The lecture started with a review of lexicography principles. A good lexicography needs a certain quantity meaning completeness of coverage. This includes the number of entries (extensional coverage) and the number of types of lexical information (intensional coverage). Another aspect is of course the quality of the lexicography. The information given has to be correct (types of lexical information) and the structure must be consistent (macrostructure, microstructure, mesostructure).

After that Mr Gibbon showed us a model to illustrate the so called lexicographic workflow cycle.

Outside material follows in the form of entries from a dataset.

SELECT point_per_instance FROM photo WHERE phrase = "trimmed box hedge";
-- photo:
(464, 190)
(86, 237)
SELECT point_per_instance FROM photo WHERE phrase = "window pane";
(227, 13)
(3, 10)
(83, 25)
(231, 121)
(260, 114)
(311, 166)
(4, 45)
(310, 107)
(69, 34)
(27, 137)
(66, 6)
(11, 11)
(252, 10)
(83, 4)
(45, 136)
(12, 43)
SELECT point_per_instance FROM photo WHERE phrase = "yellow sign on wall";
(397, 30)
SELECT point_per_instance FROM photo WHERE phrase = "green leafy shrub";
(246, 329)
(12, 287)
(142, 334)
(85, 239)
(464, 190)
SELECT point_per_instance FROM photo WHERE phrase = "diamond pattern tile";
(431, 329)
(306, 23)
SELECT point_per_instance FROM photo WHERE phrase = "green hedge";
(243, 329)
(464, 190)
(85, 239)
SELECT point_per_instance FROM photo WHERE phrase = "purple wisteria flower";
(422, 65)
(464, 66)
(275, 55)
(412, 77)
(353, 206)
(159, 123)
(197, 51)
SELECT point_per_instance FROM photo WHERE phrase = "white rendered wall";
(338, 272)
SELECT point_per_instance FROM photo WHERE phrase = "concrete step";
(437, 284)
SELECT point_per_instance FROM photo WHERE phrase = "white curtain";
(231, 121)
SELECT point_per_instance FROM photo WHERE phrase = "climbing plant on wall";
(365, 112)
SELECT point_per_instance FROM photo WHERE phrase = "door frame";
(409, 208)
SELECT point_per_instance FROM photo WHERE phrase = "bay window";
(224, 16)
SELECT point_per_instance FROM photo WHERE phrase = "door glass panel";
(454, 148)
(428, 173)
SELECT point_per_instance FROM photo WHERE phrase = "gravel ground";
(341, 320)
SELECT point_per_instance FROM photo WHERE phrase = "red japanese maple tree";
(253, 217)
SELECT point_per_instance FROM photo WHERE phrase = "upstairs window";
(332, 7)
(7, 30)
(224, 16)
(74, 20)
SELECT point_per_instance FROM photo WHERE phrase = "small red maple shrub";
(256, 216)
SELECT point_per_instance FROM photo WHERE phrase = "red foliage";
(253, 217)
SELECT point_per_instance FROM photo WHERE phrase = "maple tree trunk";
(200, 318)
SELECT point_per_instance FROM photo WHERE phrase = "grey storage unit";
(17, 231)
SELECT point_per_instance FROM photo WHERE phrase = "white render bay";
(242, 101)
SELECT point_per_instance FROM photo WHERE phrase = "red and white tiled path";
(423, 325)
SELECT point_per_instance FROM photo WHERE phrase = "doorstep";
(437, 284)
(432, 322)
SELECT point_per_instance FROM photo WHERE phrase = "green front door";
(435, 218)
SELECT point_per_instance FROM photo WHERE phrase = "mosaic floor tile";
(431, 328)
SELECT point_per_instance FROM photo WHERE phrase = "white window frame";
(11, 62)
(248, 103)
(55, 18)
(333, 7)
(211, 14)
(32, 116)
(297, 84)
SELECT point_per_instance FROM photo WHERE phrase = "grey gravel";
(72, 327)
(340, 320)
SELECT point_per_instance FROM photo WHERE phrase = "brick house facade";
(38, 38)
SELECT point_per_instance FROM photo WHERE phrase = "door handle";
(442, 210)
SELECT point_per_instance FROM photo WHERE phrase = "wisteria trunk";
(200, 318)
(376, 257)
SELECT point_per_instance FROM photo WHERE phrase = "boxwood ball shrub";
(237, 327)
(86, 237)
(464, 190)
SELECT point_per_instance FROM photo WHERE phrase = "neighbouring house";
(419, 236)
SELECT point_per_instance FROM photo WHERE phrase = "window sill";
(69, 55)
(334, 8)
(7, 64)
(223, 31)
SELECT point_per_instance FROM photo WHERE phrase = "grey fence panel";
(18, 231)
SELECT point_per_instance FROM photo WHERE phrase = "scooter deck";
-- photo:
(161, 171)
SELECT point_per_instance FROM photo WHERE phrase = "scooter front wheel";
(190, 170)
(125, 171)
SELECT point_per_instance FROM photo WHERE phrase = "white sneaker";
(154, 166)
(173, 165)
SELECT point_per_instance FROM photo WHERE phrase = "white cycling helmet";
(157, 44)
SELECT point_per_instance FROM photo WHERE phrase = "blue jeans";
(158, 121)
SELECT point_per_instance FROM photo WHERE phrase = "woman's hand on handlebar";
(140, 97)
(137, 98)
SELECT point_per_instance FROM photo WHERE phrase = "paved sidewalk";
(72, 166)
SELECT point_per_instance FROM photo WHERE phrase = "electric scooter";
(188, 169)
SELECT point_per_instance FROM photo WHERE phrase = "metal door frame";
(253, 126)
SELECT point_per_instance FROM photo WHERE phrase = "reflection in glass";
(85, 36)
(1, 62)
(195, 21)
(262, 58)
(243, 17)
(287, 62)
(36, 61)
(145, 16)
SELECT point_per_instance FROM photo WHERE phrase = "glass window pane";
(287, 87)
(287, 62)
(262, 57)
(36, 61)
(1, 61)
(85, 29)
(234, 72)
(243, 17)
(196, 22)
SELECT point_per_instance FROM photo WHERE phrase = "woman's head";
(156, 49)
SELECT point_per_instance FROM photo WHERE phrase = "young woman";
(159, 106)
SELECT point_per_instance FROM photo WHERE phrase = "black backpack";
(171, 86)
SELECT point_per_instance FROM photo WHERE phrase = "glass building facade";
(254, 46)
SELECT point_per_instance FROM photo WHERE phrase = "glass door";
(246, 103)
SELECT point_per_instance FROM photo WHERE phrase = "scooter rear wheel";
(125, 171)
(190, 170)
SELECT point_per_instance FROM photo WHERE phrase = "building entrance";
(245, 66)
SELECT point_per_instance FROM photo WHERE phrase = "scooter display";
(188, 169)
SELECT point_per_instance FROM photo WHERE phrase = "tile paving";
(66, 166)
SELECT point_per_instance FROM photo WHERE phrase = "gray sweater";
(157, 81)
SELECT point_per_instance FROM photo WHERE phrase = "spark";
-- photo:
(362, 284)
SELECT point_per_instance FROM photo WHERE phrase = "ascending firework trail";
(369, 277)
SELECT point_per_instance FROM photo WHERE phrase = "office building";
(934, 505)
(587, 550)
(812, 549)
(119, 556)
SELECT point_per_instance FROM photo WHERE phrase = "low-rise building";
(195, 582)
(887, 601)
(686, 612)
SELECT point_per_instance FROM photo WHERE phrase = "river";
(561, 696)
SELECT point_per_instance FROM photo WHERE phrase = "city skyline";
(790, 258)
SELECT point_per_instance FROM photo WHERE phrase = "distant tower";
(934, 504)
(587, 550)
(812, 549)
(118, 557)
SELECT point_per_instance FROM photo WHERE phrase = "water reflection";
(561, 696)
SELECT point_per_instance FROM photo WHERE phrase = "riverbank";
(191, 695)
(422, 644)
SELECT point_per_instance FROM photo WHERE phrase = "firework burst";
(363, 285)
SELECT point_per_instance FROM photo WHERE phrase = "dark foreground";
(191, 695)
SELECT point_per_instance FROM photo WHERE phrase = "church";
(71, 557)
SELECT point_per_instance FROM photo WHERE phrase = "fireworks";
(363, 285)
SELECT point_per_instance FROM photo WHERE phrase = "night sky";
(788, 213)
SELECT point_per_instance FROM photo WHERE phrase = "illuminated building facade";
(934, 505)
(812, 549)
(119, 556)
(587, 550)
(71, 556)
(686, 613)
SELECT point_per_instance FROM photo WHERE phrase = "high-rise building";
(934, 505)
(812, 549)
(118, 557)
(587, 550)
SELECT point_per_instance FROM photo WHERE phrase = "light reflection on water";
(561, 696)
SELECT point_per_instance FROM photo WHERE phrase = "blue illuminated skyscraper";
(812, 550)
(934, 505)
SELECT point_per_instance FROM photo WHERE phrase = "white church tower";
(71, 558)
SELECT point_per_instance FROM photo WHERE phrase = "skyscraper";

The process starts with the data acquisition:

  • Recordings
  • Text collection
  • Concordance
  • Dictionaries
  • ...

The next step is the lexicon construction:

  • Metadata
  • Information retrieval
  • Linguistic analyses

The cycle continues with the access to data:

  • Traditional print media
  • Hyperlexicon: CD, internet
  • Software with lexicon components: word processing; speech processing

Finally the lexical evaluation takes place:

  • Internal: consistency; completeness
  • External: utility for the users

Then we took a closer look at lexical data acquisition, especially at concordances. Mr Gibbon introduced the term KWIC (KeyWord In Context) concordance and called it a special kind of preliminary, corpus-based dictionary. In a KWIC concordance each word in a text corpus is paired with its contexts of occurence in this corpus. Just a short example for a KWIC concordance with right-hand contexts: in the (very small) text corpus "I like football" the word "I" would be paired with "like" and "like" would be paired with "football". Of course Mr Gibbon chose a more complex example to illustrate this concept: he showed us an extract out of "Notes from a Small Island" by Bill Brystol followed by the respective KWIC concordance. Besides we learned that Google is a special form of KWIC concordance.

The process of creating a KWIC concordance contains basically six steps:

  1. Corpus creation: creating a corpus of texts in electronic format
  2. Tokenisation: eliminating punctuation marks and capital letters plus breaking the text into context units
  3. Keyword list extraction: listing up all words of the corpus alphabetically and removing duplicate words
  4. Context collation: pairing the keywords with their respective left and right contexts
  5. Search: searching for KWIC in corpus
  6. Output format

Afterwards Mr Gibbon showed us the process of computing a KWIC concordance. Finally we found out that KWIC concordances make the search for lexical information more efficient by putting information about words in one place.